Un juge a ordonné que le corps de Salvador Dali soit exhumé pour un test de paternité

Le trouble l’a retrouvé !

Lorsque l’artiste surréaliste Salvador Dali est mort de problèmes cardiaques en 1989, à l’âge de 85 ans, l’avis nécrologique du New York Times a déclaré du peintre et du farceur : « à son meilleur Dali a écrit une déclaration d’indépendance pour l’imagination humaine d’une manière encore valable ». Il a également noté que « le jour de sa mort, il était – comme il aurait voulu être – un sujet de controverse ».
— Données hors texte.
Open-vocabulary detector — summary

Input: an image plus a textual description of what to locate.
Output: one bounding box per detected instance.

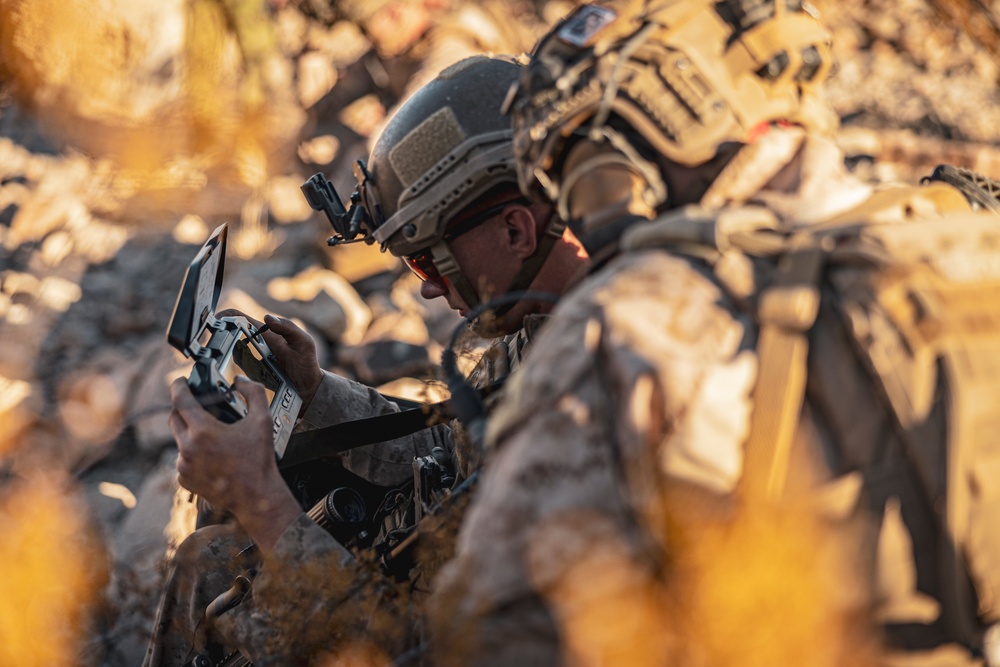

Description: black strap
[278,399,453,468]
[278,378,506,468]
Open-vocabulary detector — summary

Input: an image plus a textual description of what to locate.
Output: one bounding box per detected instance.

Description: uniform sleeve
[431,253,755,665]
[296,371,454,487]
[222,514,413,665]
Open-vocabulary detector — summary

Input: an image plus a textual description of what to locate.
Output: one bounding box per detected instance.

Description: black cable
[441,290,559,450]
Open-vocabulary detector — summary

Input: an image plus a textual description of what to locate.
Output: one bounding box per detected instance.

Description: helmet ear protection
[303,56,565,334]
[506,0,837,208]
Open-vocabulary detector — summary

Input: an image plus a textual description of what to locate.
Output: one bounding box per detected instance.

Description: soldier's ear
[501,204,538,259]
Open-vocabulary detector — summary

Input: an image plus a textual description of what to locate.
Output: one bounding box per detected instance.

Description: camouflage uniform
[144,315,544,667]
[433,126,1000,665]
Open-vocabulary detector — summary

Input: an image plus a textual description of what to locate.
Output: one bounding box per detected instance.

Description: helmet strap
[494,209,566,317]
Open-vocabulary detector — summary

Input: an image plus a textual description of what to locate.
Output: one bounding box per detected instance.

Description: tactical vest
[621,170,1000,664]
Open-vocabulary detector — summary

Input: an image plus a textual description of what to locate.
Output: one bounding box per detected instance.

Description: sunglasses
[403,197,531,286]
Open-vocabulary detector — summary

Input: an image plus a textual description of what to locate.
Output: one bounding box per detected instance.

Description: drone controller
[167,224,302,459]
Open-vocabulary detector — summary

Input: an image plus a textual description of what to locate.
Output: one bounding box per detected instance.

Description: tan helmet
[353,56,565,313]
[507,0,836,211]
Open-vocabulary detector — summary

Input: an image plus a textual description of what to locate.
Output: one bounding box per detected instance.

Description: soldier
[145,56,586,665]
[432,0,1000,666]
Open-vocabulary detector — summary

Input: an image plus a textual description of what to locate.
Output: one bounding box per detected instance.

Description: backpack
[622,166,1000,655]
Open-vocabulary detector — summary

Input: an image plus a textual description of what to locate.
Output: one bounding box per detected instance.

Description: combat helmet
[324,56,565,315]
[506,0,836,217]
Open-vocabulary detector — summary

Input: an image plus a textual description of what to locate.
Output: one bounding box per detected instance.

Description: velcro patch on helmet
[389,107,465,187]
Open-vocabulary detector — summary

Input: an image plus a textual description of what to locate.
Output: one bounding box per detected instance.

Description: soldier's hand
[168,377,300,543]
[231,315,323,412]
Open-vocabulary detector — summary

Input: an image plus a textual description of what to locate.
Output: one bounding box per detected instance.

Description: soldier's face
[420,213,522,317]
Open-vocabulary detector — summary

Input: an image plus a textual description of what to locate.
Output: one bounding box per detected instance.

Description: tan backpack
[622,168,1000,654]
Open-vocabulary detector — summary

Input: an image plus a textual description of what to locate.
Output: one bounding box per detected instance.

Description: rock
[106,450,194,667]
[377,378,450,403]
[297,134,340,165]
[0,375,42,459]
[342,340,433,386]
[267,176,313,225]
[298,51,337,109]
[128,339,191,453]
[267,266,372,345]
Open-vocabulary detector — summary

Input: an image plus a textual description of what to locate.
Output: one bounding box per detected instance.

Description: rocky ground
[0,0,1000,667]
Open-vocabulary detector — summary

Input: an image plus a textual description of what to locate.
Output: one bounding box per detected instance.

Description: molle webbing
[923,164,1000,213]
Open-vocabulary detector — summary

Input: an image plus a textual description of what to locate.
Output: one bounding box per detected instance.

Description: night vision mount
[167,224,302,459]
[301,160,375,246]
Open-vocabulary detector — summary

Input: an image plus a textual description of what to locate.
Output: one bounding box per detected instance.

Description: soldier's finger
[264,315,315,353]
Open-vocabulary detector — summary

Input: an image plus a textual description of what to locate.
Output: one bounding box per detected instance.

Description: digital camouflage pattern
[432,127,1000,665]
[143,316,544,667]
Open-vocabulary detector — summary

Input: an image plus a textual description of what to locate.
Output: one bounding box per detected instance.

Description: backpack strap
[742,237,827,500]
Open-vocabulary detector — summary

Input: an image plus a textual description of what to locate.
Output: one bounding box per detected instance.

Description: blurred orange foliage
[0,477,108,667]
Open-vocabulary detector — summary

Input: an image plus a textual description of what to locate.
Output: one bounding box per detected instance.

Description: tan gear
[620,174,1000,650]
[508,0,836,208]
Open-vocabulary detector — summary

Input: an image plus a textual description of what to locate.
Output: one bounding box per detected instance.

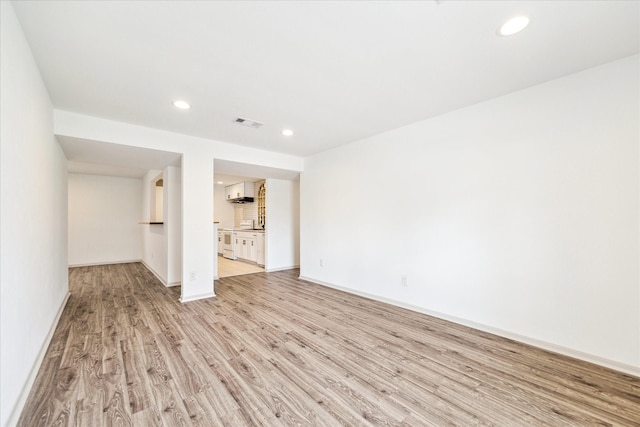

Maintenant, 28 ans après son décès, les restes physiques de Dali sont impliqués dans un nouveau volet, celui-ci concerne un test de paternité.

Maria Pilar Abel Martínez, une liseuse de carte de tarot née à Gérone en 1956, dit que sa mère, Antonia, a eu une liaison avec Dali en 1955, selon le Guardian. À l’époque, Antonia était une femme de ménage qui travaillait pour la famille qui a passé du temps à Cadaqués, une ville en Catalogne près d’une des anciennes maisons de Dali. Ils sont devenus amis, mais ont également développé une relation amoureuse.

Abel prétend que sa défunte mère, Antonia, discute souvent de sa paternité comme un fait. « La seule chose dont je me fiche, c’est la moustache », rapporte la BBC, citant le journal espagnol El Mundo. En 2015, Abel a porté l’affaire devant un tribunal espagnol, et aujourd’hui, un juge à Madrid a statué que le corps de l’artiste devrait être exhumé pour un test d’ADN. La décision pourrait faire l’objet d’un appel, sinon le corps de Dali pourrait être exhumé dès Juillet.

« L’étude de l’ADN sur le cadavre du peintre est nécessaire en raison du manque d’autres restes biologiques ou personnels avec lesquels effectuer l’étude comparative », ont-ils déclaré.

En 1955, Dali était déjà mariée à Elena Diaranoff, connue sous le nom de Gala, depuis 20 ans. Dans la conversation, il se référait souvent au mariage comme « l’union idéale », selon le nécrologie du Times. Cependant, leur mariage a également fait l’objet de controverses. Un exposé publié en 1998 dans Vanity Fair, reproduit ici, a allégué que le couple avait une vie amoureuse non conventionnelle qui impliquait d’autres hommes et femmes, tard dans leur vie.

Dalí a quitté son domaine dans l’Etat espagnol. Si Abel gagne sa demande légale et se révèle être la fille de Dali, elle aurait le droit d’utiliser son nom et aurait droit à une partie de la succession.